Again, not Al-Qaida, not Saddam Hussein, but we are our own "greatest enemy." Might I even ask to which "religious teachings" he is referring that would support such a relativistic approach to morality? And then he rambled on:
Nothing could be more dangerous than this arrogant belief, brought on and amplified as it is by a complete lack of historical awareness among us, and further reinforced by a modern media, cloaked in democratic slogans, but dedicated to the most stultifying kind of consumer existence, convincing us to worship gods of commerce and money and selfish advancement above all else.
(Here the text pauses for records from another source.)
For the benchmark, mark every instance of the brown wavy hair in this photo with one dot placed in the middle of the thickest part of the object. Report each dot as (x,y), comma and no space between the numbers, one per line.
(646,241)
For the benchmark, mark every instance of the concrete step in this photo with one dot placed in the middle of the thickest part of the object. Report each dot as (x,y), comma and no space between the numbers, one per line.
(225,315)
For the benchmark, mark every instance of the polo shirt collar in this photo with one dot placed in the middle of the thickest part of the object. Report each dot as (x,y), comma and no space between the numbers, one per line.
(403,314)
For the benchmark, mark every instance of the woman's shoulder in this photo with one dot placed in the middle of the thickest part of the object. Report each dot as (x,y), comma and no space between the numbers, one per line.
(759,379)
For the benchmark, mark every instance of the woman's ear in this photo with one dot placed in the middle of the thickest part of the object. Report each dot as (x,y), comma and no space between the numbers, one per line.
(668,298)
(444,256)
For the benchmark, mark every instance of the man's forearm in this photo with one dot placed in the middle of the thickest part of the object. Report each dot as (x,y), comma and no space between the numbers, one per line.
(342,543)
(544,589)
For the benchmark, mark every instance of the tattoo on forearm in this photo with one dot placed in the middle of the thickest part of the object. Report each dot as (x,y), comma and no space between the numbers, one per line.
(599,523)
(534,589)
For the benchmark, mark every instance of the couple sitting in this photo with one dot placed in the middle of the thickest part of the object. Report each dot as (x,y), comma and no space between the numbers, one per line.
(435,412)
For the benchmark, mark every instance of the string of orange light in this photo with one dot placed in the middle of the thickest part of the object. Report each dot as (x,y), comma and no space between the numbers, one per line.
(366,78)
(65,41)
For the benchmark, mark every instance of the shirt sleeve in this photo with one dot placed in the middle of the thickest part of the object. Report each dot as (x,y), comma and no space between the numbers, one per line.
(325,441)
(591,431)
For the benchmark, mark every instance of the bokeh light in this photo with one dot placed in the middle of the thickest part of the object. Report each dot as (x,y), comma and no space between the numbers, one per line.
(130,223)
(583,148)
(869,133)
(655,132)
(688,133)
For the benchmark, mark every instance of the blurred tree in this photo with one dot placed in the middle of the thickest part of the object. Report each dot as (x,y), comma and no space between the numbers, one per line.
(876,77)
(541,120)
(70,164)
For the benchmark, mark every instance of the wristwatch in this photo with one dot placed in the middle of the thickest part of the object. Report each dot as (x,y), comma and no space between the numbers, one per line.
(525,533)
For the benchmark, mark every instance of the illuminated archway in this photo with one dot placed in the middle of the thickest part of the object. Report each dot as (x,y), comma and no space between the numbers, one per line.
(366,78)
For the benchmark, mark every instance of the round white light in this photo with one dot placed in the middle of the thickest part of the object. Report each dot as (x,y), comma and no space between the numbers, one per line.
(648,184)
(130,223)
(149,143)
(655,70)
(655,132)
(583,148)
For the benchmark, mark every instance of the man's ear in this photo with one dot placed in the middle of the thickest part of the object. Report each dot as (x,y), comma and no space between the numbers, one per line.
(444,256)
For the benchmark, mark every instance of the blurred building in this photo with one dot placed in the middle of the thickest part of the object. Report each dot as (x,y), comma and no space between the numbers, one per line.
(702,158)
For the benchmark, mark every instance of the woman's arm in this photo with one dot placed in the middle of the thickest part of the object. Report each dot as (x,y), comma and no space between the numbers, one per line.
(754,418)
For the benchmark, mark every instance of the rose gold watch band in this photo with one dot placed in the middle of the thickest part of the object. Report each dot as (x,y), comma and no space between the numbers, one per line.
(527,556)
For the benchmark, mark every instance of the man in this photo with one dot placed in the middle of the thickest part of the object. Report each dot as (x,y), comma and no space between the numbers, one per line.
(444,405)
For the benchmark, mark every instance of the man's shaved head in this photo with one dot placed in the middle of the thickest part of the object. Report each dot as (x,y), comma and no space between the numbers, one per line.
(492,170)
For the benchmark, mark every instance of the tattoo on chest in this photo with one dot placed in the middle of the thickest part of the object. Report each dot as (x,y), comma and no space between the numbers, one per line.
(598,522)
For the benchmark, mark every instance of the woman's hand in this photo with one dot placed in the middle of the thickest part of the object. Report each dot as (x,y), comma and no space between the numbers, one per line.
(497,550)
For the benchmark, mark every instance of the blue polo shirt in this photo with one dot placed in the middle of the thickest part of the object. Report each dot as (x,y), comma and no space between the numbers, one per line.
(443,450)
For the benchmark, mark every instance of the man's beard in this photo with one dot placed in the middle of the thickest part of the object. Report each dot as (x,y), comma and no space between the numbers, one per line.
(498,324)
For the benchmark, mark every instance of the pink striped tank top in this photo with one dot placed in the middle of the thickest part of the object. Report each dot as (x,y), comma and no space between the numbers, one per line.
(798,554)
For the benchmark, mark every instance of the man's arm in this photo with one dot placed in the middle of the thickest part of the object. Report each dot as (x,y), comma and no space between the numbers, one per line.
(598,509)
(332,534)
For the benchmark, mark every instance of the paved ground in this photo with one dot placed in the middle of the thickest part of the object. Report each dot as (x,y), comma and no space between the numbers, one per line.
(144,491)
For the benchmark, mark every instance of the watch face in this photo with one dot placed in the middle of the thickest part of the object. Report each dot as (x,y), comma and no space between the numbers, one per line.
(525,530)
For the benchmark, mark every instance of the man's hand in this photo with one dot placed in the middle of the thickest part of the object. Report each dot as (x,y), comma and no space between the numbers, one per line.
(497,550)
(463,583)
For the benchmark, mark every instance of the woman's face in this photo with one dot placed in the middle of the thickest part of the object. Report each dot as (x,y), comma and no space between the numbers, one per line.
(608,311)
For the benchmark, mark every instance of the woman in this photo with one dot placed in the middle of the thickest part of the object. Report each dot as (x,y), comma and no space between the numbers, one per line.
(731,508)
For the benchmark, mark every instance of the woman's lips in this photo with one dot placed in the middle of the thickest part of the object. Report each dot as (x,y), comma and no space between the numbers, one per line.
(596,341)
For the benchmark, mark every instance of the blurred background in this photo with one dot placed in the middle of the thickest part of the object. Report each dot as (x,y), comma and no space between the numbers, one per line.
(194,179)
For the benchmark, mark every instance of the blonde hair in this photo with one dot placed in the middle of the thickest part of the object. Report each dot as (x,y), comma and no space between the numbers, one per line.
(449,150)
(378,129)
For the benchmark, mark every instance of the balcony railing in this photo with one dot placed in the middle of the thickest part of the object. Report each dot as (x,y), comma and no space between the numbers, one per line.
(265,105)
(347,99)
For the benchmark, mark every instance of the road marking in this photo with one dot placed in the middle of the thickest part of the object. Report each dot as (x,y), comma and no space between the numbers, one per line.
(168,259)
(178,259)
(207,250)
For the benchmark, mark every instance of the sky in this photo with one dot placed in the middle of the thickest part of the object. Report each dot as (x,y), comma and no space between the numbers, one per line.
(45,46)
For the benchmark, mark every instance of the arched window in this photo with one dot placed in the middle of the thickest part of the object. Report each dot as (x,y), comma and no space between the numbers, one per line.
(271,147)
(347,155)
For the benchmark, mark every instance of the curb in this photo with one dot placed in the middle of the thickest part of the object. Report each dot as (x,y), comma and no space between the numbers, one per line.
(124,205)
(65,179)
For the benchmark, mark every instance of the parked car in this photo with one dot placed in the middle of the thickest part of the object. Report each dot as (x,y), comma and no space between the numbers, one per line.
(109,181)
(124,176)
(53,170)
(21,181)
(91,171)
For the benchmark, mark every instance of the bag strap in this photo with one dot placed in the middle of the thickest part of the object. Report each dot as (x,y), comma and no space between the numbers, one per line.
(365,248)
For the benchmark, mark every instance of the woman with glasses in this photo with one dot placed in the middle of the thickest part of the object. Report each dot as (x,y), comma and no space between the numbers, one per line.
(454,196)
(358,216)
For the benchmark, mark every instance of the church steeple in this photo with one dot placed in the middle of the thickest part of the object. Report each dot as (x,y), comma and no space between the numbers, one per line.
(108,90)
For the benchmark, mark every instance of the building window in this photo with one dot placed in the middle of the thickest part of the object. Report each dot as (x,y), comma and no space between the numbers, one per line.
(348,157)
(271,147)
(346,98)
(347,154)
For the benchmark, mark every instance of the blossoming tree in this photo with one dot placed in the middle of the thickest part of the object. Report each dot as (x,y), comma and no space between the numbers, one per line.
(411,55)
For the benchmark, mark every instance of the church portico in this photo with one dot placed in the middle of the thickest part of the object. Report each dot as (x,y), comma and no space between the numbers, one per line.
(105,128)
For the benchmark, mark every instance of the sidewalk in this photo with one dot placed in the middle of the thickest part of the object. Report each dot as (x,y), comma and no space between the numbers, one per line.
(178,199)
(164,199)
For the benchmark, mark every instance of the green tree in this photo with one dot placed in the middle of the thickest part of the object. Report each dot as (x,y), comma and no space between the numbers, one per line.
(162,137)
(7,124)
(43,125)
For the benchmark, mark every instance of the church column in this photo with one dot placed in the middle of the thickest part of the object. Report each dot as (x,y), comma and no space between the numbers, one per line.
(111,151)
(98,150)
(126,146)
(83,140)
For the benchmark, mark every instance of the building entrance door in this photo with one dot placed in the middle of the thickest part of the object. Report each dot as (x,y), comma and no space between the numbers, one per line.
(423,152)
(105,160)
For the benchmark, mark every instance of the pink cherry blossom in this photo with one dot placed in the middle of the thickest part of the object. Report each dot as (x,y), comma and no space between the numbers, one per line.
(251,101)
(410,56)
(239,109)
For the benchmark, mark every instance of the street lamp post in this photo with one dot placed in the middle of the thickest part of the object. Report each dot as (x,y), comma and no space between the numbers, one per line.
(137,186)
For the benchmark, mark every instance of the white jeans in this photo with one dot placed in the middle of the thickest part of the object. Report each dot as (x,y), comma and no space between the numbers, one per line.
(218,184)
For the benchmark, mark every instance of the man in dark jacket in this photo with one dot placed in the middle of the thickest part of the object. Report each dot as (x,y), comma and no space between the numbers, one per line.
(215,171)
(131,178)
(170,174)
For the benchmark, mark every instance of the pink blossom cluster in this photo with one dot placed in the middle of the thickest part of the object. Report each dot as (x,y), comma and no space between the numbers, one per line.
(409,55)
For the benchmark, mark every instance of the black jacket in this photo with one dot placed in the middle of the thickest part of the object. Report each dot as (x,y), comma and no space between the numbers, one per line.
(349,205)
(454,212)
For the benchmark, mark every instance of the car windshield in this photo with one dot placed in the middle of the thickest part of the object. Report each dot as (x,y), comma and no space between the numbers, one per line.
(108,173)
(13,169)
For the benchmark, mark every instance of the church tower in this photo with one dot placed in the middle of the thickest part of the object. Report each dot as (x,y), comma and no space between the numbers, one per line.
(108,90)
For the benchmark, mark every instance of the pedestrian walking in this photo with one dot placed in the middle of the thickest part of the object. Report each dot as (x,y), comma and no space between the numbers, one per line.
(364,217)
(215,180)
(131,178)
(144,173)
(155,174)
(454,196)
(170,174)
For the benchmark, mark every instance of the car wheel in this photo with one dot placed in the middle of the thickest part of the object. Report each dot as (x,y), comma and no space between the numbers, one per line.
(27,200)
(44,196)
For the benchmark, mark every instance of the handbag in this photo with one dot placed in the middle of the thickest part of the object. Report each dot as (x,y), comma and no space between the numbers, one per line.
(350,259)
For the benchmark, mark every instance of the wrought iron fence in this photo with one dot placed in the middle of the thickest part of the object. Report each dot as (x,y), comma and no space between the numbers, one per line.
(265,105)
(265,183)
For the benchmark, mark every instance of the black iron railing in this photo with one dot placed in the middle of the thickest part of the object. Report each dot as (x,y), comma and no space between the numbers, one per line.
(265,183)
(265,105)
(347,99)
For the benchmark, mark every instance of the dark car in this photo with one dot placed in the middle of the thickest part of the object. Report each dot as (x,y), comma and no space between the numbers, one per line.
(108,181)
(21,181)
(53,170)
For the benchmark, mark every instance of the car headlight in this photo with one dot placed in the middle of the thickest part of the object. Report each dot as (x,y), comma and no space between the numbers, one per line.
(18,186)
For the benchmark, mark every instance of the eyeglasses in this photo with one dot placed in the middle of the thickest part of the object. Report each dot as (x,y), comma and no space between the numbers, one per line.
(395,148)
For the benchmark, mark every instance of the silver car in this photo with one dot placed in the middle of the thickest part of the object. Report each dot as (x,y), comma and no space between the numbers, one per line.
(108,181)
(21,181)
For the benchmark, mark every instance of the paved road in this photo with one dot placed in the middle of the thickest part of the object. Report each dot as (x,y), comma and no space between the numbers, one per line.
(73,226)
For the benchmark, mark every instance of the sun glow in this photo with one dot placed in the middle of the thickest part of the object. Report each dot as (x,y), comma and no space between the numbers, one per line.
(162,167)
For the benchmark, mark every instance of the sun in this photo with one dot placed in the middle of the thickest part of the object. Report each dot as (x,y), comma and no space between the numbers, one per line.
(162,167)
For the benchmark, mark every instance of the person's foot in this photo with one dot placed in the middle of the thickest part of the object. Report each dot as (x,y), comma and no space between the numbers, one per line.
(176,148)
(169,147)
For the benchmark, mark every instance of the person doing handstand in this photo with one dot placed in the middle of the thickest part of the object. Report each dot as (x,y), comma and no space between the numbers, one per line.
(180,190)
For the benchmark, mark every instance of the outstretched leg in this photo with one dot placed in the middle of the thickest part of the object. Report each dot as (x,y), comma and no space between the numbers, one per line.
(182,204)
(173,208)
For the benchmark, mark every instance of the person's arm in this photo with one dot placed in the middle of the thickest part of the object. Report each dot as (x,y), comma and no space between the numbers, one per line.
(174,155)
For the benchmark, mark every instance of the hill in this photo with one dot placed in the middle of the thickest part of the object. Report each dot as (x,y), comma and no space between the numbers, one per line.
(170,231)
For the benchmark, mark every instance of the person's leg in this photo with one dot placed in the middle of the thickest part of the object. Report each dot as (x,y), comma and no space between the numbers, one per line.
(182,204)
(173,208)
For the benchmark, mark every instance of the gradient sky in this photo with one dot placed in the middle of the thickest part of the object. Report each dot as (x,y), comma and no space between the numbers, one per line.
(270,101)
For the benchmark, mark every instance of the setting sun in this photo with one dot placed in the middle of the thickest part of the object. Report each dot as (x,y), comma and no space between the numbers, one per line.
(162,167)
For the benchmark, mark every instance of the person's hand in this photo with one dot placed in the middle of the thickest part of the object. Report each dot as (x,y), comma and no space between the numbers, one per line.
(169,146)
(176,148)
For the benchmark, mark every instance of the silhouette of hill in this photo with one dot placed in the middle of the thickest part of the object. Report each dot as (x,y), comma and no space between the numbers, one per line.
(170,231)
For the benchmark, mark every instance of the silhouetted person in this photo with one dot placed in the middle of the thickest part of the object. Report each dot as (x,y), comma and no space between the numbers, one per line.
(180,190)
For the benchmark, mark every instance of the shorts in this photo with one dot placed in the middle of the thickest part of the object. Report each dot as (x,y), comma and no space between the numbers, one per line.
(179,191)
Uh huh. While wrapping up, he dropped the following bomb:
But, alas, today we find ourselves in the midst of a new, subtler, perhaps more dangerous, civil war. The first one proved, above all, that a minority view could not secede politically or geographically from this union.
Now we are poised to fight that war again, and perhaps again and again, this time culturally, where the threat is fundamentalism wherever it raises its intolerant head.
Again, the enemy is not the Islamist Fundamentalists who attacked our shores, brutally murders homosexuals, stones adulterers, restricts the rights of women to vote, etc. It's the Christian "fundamentalism" in the United States that provokes a "perhaps more dangerous, civil war" than that which took well over 500,000 American lives.
Burn's hatred for President Bush has taken over his declared respect for history and rationality, and borders on inanity. Hopefully, the last couple of years have provided Burns the opportunity to think things though a little better. I won't count on it.